UN envoy worries war-crimes prosecution of Omar Khadr a ‘dangerous precedent’

The war-crimes prosecution of Canada’s Omar Khadr in Guantanamo Bay could set a dangerous precedent and lead to widespread prosecutions of children, a UN envoy said Wednesday.

Radhika Coomaraswamy called on Canada and the United States to treat Khadr as a child soldier as demanded under international protocols and release him into Canadian custody.

In an interview from New York, the UN secretary general’s special representative for children and armed conflict said international criminal courts have declined to prosecute minors.

“The international courts, as they stand at the moment, are not prosecuting children under the age of 18,” Coomaraswamy told The Canadian Press.

“Trying young people for war crimes with regard to acts committed when they are minors could create a dangerous international precedent.”

The concern, she said, is that the U.S. prosecution will open the door for children around the world to be tried for war crimes, despite near universal consensus they cannot be held responsible in the way adults should be.

Khadr is facing prosecution before a widely condemned military commission for alleged crimes he committed as a 15 year old.

The U.S. accuses him throwing a hand grenade that killed a special forces soldier in July 2002 after American forces attacked a compound in Afghanistan.

Now 23, the Toronto-born Khadr is into a second week of pre-trial hearings at which his lawyers are trying to have self-incriminating statements thrown out on the basis they were the products of torture.

Various witnesses have described interrogations of the badly wounded teen, who was taken from the destroyed compound to Bagram hospital with horrific injuries.

Khadr, who was taken to Afghanistan by his father as a child, has maintained that he was threatened with rape, held in stress positions, and otherwise abused.

One witness has told his hearings that he saw a hooded Khadr shackled with his arms above eye level to his cell door.

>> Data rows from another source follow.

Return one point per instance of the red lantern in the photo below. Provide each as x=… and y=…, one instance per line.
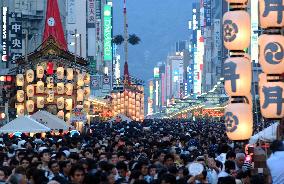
x=49, y=69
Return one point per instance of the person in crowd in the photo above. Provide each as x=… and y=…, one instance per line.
x=240, y=159
x=151, y=152
x=77, y=174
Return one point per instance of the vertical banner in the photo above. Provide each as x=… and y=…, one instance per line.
x=71, y=18
x=95, y=82
x=207, y=12
x=107, y=33
x=5, y=34
x=98, y=9
x=16, y=40
x=91, y=16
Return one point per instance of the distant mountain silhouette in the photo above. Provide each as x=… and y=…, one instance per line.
x=159, y=24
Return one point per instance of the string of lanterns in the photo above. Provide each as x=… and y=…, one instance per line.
x=52, y=89
x=271, y=58
x=237, y=71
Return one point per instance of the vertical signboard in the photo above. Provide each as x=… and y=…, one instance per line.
x=71, y=18
x=16, y=41
x=98, y=9
x=91, y=16
x=254, y=31
x=156, y=72
x=5, y=34
x=207, y=12
x=107, y=33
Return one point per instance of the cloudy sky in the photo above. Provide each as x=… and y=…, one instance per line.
x=159, y=24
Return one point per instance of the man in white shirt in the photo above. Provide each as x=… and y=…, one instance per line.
x=275, y=162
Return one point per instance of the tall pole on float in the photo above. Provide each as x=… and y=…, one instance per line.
x=125, y=32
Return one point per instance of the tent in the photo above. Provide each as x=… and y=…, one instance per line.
x=50, y=120
x=24, y=124
x=268, y=134
x=122, y=117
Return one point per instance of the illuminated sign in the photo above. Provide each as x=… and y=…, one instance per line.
x=5, y=34
x=107, y=33
x=194, y=20
x=198, y=63
x=254, y=31
x=157, y=93
x=156, y=72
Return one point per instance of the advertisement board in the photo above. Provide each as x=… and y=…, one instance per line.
x=91, y=13
x=254, y=31
x=156, y=72
x=5, y=34
x=71, y=18
x=107, y=33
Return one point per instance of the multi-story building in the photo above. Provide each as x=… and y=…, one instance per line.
x=214, y=49
x=32, y=22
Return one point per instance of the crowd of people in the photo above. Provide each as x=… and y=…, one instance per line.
x=152, y=152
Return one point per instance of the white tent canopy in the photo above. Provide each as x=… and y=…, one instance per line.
x=24, y=124
x=122, y=116
x=50, y=120
x=268, y=134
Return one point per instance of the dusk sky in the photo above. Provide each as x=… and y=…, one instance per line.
x=159, y=24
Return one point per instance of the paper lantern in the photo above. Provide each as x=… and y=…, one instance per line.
x=80, y=80
x=60, y=73
x=68, y=104
x=50, y=82
x=237, y=75
x=69, y=89
x=60, y=103
x=30, y=105
x=40, y=87
x=60, y=114
x=271, y=53
x=50, y=96
x=39, y=71
x=60, y=88
x=20, y=80
x=20, y=110
x=271, y=96
x=20, y=95
x=271, y=14
x=80, y=95
x=40, y=102
x=238, y=121
x=30, y=91
x=236, y=27
x=87, y=105
x=30, y=75
x=87, y=92
x=69, y=74
x=87, y=79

Another witness testified to interrogating the teen as he lay sedated on a stretcher after life-saving surgery for the wounds sustained during the American assault on the Afghan compound.

Khadr is the lone westerner still held at Guantanamo Bay, where he has been a prisoner since October 2002.

He is also the youngest detainee among 181 inmates at the infamous facility, which U.S. President Barack Obama had pledged in January last year to close down.

Coomaraswamy said minors who commit war crimes should not simply be set free.

“We are just asking for a more rehabilitation-oriented process.”

Khadr should be repatriated to Canada and reintegrated into society, she said.

Her calls echo a chorus of similar calls from international legal and human-rights groups who have condemned the military prosecutions in general and Khadr’s prosecution in particular.

Prime Minister Stephen Harper, however, has consistently rejected all calls to press for Khadr’s repatriation, saying the U.S. prosecution must first play itself out.

Khadr is slated to stand trial in July, but the start will likely be delayed after the prosecution won agreement from the presiding judge, Col. Patrick Parrish, to do its own mental-health assessment.

Khadr’s lawyers have yet to say whether he will co-operate with the assessment.